The piece that struck me the most while reading Digital Divide was the one most resistant to the digital world: Maryanne Wolf’s article, “learning to think in a digital world.” As an author, she strikes me as the quintessential digital immigrant, resistant to the new world. Worried that, “the reading brain is slowly becoming endangered,” Wolf argues that children today should have to become expert readers before they immerse themselves in the digital world, and that “the immediacy and volumes of information should not be confused with true knowledge.” Drawing upon the philosophies of Socrates and Proust in the style of a true old-fashioned academic, she worries that children today will decode information without deeply reading and analyzing it.
I would like to preface the argument I’m about to make by asserting that I began using a computer around the same time I began reading chapter books. While I acknowledge that my reading brain functions differently from those of the older generations, I don’t believe it is in any way endangered. If children today read a word or concept they don’t understand, they can google it to learn the definition, along with its contexts in our society that they might not find through their own mental devices or the classic dictionary volume. This is the digital way of “going beyond the decoded text to think new thoughts of our own.” After all, isn’t the use of a search engine the byproduct of a new thought one has on one’s own? Children today may miss out on deep reading in the sense that they spend less time reflecting and more time interacting, but I would argue that they’ll be better equipped to draw connections between terms and themes than past generations, due to the vast amount of information accessible to them. Their cognitive abilities will be different, but not necessarily inferior.

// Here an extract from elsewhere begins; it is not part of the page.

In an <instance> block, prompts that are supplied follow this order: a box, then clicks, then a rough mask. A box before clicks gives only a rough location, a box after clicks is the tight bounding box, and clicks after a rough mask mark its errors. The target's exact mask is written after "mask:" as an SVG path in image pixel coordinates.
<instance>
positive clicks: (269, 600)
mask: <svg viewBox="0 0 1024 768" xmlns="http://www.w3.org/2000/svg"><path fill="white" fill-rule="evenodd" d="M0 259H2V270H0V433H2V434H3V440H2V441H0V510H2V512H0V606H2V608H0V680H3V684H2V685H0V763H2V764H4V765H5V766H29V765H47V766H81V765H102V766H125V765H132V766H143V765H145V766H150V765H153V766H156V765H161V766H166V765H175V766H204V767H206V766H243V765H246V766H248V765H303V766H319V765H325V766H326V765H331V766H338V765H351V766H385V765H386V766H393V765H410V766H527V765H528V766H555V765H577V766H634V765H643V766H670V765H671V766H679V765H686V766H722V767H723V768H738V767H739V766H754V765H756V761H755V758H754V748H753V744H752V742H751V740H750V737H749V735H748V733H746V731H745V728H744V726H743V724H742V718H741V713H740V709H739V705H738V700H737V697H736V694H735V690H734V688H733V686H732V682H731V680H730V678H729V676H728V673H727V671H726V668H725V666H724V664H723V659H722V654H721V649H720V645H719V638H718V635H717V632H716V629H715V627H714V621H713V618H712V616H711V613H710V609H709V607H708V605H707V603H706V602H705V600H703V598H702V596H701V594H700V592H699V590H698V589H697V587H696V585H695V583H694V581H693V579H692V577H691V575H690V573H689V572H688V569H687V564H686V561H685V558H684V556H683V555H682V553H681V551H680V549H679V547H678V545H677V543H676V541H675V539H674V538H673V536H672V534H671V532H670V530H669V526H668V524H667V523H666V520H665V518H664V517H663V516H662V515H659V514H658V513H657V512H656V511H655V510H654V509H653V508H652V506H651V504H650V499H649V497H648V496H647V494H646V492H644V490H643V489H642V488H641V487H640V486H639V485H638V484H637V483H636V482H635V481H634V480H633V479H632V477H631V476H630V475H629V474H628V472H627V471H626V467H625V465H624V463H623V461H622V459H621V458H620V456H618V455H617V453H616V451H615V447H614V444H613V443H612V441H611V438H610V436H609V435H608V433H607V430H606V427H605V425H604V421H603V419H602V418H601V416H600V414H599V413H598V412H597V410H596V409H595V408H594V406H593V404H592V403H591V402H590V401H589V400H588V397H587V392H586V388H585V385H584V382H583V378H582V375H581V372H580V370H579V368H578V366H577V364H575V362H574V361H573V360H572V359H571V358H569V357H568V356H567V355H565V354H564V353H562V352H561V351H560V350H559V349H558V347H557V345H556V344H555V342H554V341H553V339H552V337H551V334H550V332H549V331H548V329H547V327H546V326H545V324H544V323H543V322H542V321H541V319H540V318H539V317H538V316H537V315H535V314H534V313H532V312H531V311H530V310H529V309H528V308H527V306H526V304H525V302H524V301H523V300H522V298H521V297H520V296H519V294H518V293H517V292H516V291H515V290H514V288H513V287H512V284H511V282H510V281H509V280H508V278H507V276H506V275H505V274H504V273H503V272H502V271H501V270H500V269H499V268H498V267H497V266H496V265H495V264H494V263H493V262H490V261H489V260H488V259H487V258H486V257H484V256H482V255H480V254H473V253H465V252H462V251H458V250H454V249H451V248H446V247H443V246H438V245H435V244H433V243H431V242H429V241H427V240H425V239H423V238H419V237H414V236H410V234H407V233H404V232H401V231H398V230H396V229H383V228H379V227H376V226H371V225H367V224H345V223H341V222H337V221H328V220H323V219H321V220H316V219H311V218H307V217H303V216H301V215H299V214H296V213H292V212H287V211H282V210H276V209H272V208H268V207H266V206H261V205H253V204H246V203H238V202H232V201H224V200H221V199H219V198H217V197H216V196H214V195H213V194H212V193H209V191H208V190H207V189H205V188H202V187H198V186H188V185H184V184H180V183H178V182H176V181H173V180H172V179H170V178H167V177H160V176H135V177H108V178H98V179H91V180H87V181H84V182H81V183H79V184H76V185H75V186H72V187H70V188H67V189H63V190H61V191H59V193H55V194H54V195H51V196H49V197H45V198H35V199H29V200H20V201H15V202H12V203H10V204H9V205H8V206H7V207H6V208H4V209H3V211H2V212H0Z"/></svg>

In the same vein, who says that children analyze and react more to printed text than what they read on the internet? Just because the text is typically less complicated, what about that implies that their responses are less sophisticated? Children from my own public school district have begun receiving iPads as they enter high school, to be better equipped for the digital world. This did not necessitate the simplification of the content of the curriculum in the process; high schoolers will still “deeply read” and discuss The Great Gatsby as they always have. In fact, now that technology is formally present in the classroom, teachers may better acknowledge the widespread use of sites like Sparknotes and push students to go beyond the analysis everyone has read on the internet, or use it to spur discussion.
I am a product of the digital age: I think its both funny and endearing that my mom still usually addresses me “Dear Liz,” and signs off “Love, Mom,” when she texts me, even though both statements are implied before I open the text. It doesn’t make me sharper or her more literate, it just makes our communication stylea different. I’d be curious to hear what the rest of the class thinks about the difference in communication styles between digital natives and immigrants.